Both the Florida edition (2018) and CMS edition (2012) of NFPA 99 require the same testing for electrical outlets at the resident bedside.
For non-hospital grade outlets at the resident bedside, the following must be tested at intervals not exceeding 12 months according to NFPA 99 (2018 and 2012 editions) 126.96.36.199:
1. The physical integrity of each receptacle shall be confirmed by visual inspection.
2. The continuity of the grounding circuit in each electrical receptacle shall be verified.
3. Correct polarity of the hot and neutral connections in each electrical receptacle shall be confirmed.
4. The retention force of the grounding blade of each electrical receptacle (except locking-type receptacles) shall be not less than 115 g (4 0z.)
It is worth noting that tension testing of the receptacle’s hot and neutral connections is not required.
When documenting the receptacle testing it is important to document each outlet at the resident bedside, and not simply the room number where the testing occurred. Each receptacle should have its own documentation for the four testing requirements.

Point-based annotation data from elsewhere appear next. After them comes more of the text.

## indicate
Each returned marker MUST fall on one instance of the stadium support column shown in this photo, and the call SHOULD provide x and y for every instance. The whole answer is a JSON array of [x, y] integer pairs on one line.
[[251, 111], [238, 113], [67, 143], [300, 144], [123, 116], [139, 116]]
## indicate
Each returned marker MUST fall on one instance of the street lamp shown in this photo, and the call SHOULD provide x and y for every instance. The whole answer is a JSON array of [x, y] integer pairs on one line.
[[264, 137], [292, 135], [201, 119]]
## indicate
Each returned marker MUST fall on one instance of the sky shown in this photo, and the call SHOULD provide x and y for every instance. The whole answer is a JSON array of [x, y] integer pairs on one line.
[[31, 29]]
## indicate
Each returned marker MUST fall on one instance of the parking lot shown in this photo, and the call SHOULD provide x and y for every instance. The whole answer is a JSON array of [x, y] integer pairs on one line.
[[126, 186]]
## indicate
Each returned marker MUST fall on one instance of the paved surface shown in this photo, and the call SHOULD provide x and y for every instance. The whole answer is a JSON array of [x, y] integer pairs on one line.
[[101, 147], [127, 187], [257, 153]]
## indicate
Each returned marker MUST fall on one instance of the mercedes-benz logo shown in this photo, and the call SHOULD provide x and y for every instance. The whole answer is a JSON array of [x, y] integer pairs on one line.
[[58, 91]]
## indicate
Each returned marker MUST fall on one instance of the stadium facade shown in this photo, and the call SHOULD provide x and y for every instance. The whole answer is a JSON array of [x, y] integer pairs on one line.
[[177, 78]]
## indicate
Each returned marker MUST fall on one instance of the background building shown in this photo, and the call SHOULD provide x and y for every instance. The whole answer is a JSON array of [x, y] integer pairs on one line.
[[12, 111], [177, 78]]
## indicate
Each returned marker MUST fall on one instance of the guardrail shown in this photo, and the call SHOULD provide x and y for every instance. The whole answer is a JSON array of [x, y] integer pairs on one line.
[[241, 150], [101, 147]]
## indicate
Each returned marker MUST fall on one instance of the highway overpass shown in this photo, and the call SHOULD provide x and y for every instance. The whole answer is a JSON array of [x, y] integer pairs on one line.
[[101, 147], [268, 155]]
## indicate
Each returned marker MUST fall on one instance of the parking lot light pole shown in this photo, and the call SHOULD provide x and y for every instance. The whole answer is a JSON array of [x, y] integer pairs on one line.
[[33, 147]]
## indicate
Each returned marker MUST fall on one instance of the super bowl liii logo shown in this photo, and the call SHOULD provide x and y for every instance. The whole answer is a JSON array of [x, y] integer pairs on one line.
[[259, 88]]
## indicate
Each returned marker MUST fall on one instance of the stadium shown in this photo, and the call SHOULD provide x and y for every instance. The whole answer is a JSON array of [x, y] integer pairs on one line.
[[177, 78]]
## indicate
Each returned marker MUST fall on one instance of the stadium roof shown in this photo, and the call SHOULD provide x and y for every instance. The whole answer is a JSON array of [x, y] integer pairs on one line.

For hospital grade outlets at the resident bedside, the same testing must be performed after initial installation, replacement, or servicing. Additional testing is performed at intervals defined by documented performance data.
NFPA 99 gives us a little insight into what “documented performance data” means in the handbook. The first source for this data could be from the manufacturer of the receptacle. Checking the instructions that are provided with the receptacle or contacting the manufacturer directly for this information should be the first step taken. NFPA 99 tells us the second source for the documented performance data could be our own, or another facility’s, experiential data. For example, if your facility tested hospital grade outlets every year and found no issues after 3 years, you can then make the determination that you will do the testing every 3rd year. That is just one example, and NFPA 99 makes it clear that they prescribe no time between test intervals and that facility managers are permitted to determine the testing intervals. Ideally the manufacturer will have the data readily available, but if not there needs to be some thought put into the testing program for these hospital grade outlets at the resident bedside.